Tuang selapis tipis campuran telur, lalu miringkan wajan hingga seluruh permukaannya tertutup.
Biarkan bagian bawah telur mulai mengeras, lalu gulung dari sisi yang jauh ke arah gagang wajan.
Oleskan sedikit minyak di bawah gulungan omelet, lalu tuang lapisan telur berikutnya.
Kali ini, gulung dari sisi omelet yang sudah tergulung, lalu gunakan gulungan sebelumnya sebagai titik awal.
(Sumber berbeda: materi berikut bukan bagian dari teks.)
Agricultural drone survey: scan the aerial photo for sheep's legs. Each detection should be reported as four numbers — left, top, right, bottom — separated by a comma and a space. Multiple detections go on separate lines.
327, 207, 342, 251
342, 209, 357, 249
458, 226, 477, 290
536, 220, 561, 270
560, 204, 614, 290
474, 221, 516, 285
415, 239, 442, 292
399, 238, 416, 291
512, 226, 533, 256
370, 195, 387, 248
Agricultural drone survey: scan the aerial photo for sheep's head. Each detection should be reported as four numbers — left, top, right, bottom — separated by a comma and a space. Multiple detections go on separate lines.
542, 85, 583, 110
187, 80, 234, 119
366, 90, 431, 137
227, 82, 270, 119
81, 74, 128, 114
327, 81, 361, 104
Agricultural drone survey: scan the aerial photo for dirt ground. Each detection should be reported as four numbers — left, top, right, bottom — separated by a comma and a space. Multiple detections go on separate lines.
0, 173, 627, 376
Ulangi proses menggulung dan menambahkan minyak untuk setiap lapisan baru hingga campuran telur habis.
Biarkan omelet sedikit kecokelatan jika suka, lalu angkat dan gulung dengan tikar bambu agar bentuknya rapi. Diamkan selama 5 menit.
Untuk penyajian
Potong omelet menjadi irisan setebal 1 cm.
Parut daikon, peras airnya, lalu sajikan bersama kecap asin.
85 g lobak daikon, Kecap asin ringan
Catatan
Bisa disimpan hingga 2 minggu di lemari es.Secara tradisional, tamagoyaki diupayakan seminim mungkin mengandung udara agar teksturnya halus. Jadi, jangan mengocok telur terlalu kuat; idealnya gunakan sumpit dan aduk perlahan.Jika suka, saring campuran beberapa kali untuk menghilangkan gelembung udara dan menghasilkan tekstur yang lebih halus.